Functional Requirements:


  • Create a short URL for a given long URL.
  • Return the long URL associated with a given short URL.



Non-Functional Requirements:


  • System should be highly available
  • System must be scale horizontally to handle increasing traffic
  • Redirection must happen with very low latency
  • Generated Short Url should not be predictable, using sequenceId is not sufficient enough


Resource Estimation:

The ratio of shortening requests(writes) to redirection requests(reads) is 1:100

The system handles 200M new url shortening request per month

A url shortening entry requires 500 bytes of storage

Each entry expires after five years unless explicitly deleted

The service has 100M daily active users



Storage Estimation:

200 M/month * 12 month/year * 5 year * 500 bytes = 6TB


Query Rate Estimation

With 1:100 write to read ration, 200 Million new urls per month will result in 200 Billion redirection requests


To calculate the queries per second

we first find the number of seconds in average month


30.42 * 24hr * 60 minutes * 60 seconds= 2628288


write QPS = 200 M/2628288 = 76 Urls/Sec

Read QPS = 100 * 76 Urls/second


API Design

  1. CreateShortUrl()
  2. redirectUrl(url)
  3. expireUrl(url)


High-Level Design




Detailed Component Design

Database: A read heavy and requires horizontally scalable storage, We need to store:

User Details

Mapping of long URLs to their corresponding short URLs,

As a the URL mappings are independent and don't have complex relationships, a NoSql database is a good fit. MongoDB is a strong candidate because it follows leader follower protocol, enabling the use of

replicas for heavy workloads

MongoDB ensures atomicity in concurrent write operations and returns duplicate key errors to prevent collisions


Short URL generator - It consists of two main parts

1) A sequence to generate unique IDs

2) A Base 58 Encoder to enhance the readability of the short url



Other building blocks:

Load Balancing: The system can use Global Server Load Balancing along side local load balancers to improve availability. Because there is typically a delay between URL creation and the first access request, eventual consistency across geograhically distributed database is acceptable.

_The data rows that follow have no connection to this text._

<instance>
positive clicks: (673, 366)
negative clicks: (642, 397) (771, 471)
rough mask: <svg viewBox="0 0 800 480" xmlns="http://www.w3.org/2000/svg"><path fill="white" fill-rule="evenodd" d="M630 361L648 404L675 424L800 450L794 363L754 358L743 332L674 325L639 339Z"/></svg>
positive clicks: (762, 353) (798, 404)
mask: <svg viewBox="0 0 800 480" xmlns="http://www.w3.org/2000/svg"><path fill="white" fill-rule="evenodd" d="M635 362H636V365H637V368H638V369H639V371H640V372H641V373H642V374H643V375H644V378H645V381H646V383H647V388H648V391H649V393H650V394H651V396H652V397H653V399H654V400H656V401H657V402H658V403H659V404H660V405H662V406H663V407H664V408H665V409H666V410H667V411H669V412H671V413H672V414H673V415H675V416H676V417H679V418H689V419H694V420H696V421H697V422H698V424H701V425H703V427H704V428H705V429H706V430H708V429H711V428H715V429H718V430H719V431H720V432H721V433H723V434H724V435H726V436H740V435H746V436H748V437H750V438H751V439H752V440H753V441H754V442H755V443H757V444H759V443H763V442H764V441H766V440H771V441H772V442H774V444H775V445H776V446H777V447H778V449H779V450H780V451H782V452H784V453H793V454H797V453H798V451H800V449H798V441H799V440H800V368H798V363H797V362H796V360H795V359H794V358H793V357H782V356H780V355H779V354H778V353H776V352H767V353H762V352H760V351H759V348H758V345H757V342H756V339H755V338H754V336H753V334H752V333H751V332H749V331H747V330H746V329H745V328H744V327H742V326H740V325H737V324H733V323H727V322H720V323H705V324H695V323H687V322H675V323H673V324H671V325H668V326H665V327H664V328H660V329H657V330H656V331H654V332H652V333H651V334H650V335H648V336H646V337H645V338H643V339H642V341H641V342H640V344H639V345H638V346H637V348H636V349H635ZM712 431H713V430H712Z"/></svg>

Cache : Memcached is a good choice because it is simple, horizontally scalable, and meets our needs. To minimize latency, we will use a data centre specific caching layer rather than a global one.


Rate Limiter: To prevent abuse, we will rate limit user based on their API KEY, the fixed window counter algorithm is sufficient for this purpose, Allowing a fixed number of operation per user within specific time frame.